Jim Mauro: Your expertise, your work and your published work explore application software performance and concurrency/threaded programming in great detail. Before we get into the joys of programming with threads and concurrency, how long have you been looking at application performance and optimizations, and is there anything in particular that moved you in that direction?
Darryl Gove: I joined Sun in 1999. My Ph.D. is in mathematical and simulation modeling of infectious diseases. When I joined Sun, the plan included me both spending time on modeling the performance of computers and improving the performance of applications on them. That never really worked out; I ended up having plenty to do on performance analysis.
Performance analysis and optimization happened to be something that I had always been interested in.
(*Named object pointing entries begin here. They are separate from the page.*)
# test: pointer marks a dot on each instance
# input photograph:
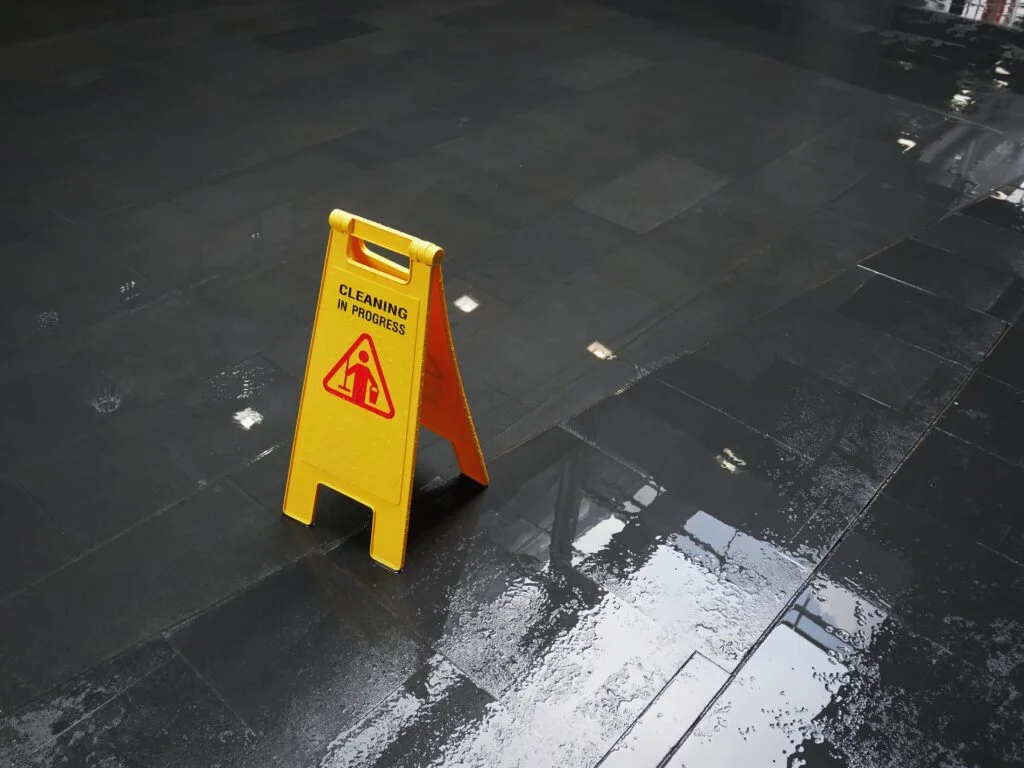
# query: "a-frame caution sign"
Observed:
(357, 377)
(360, 412)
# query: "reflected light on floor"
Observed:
(248, 418)
(466, 303)
(600, 351)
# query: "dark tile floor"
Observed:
(779, 526)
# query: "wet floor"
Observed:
(735, 293)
Although I’ve done a fair amount of coding in various languages, I tend to be most comfortable looking at assembly language and understanding things at that level of abstraction. So the work I currently do on optimization, parallelization, and performance seems a very good fit for the kind of thing that I’m interested in.
Jim: We both know it’s really hard to write really good code, and very challenging to write scalable, threaded code. What is your view of the current state of multi-threaded application software, both in terms of what you see out there, and the APIs available for programmers to use?
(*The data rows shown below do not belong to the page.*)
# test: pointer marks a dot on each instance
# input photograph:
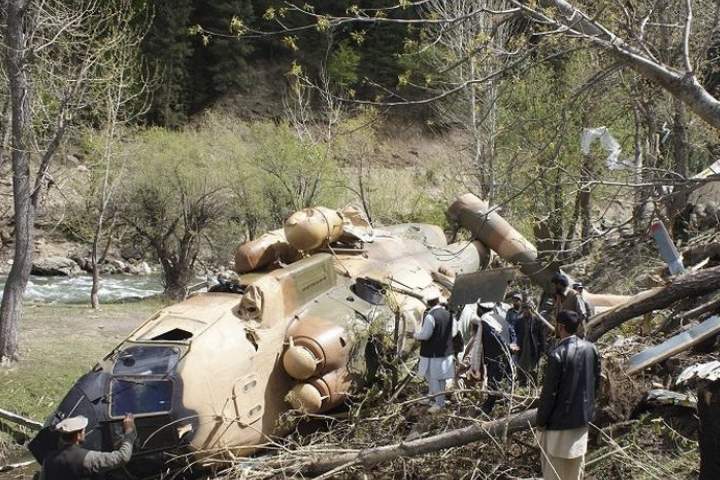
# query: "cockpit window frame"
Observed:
(141, 379)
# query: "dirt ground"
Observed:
(58, 343)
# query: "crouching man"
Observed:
(437, 361)
(73, 462)
(567, 401)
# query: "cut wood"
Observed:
(20, 420)
(713, 304)
(14, 466)
(688, 285)
(453, 438)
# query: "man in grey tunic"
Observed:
(72, 462)
(437, 361)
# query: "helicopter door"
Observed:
(248, 400)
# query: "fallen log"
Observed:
(14, 466)
(20, 420)
(684, 286)
(453, 438)
(713, 304)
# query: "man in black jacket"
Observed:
(73, 462)
(567, 401)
Darryl: There’s an amazing transition going on. Looking back a few years, it was hard to get access to multiprocessor systems, so you had approaches like MPI, which distributed an application over multiple machines. You had POSIX threads, which gave you low level control over the parallelization that your application employed. You had OpenMP, which gave you a high level way of describing parallelism. Together with Windows threading, these still represent the prevalent approaches.
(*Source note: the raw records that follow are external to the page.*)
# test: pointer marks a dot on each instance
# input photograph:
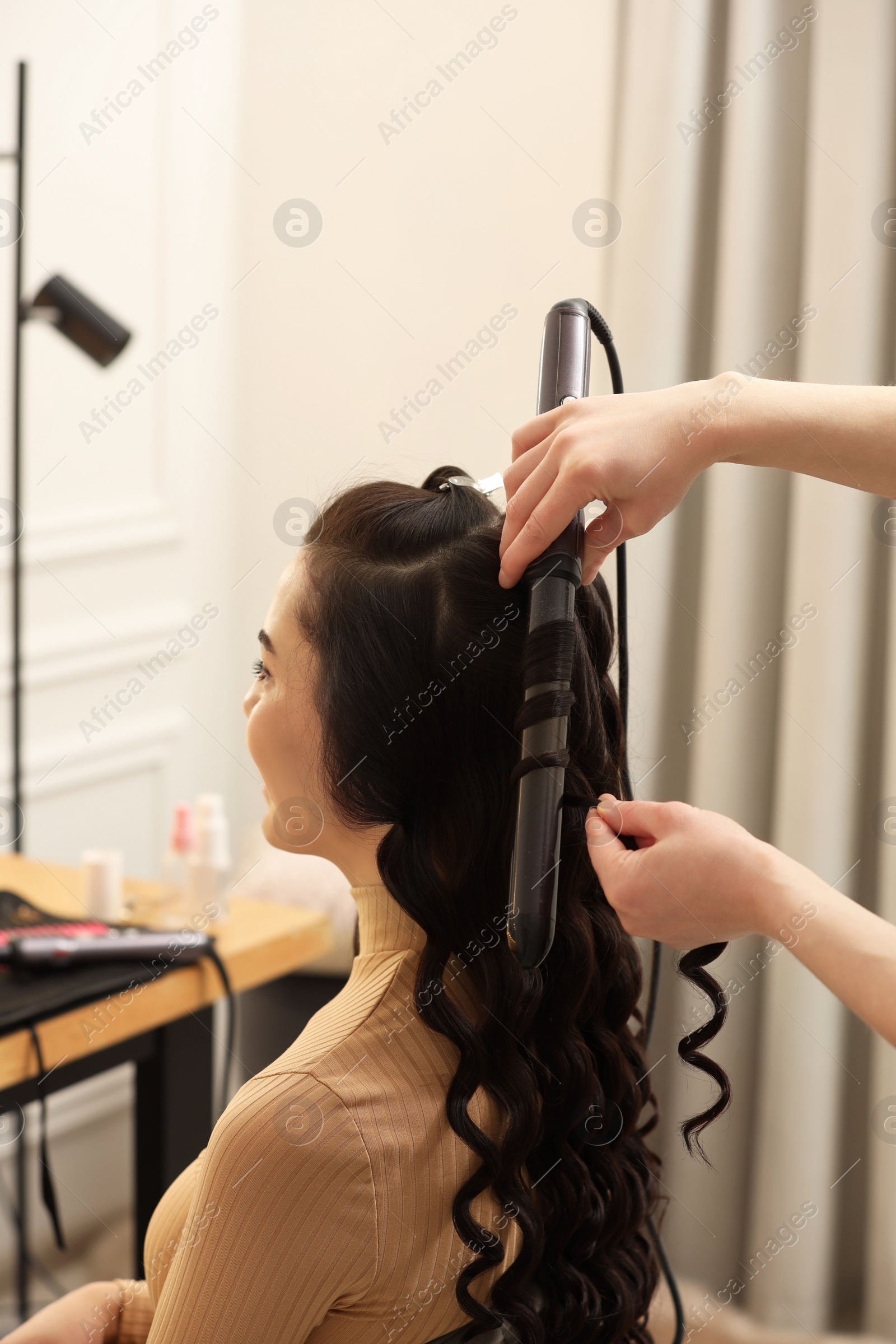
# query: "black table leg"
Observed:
(174, 1112)
(22, 1203)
Today, if you look around you can see a wide range of alternatives. I find the CUDA/OpenCL approach of leveraging GPUs to be very interesting. Partly because I suspect it to be indicative of the future direction of the industry—many parallel cores—and partly because, for some situations, it can provide substantial gains over today’s technologies.
However, there’s not a single approach that has cracked the “make it easy to write parallel programs” problem. The two approaches that are the closest to this are automatic parallelization and OpenMP. Most of the other approaches have significant barrier to entry in terms of what can be achieved, or of what source code changes are necessary.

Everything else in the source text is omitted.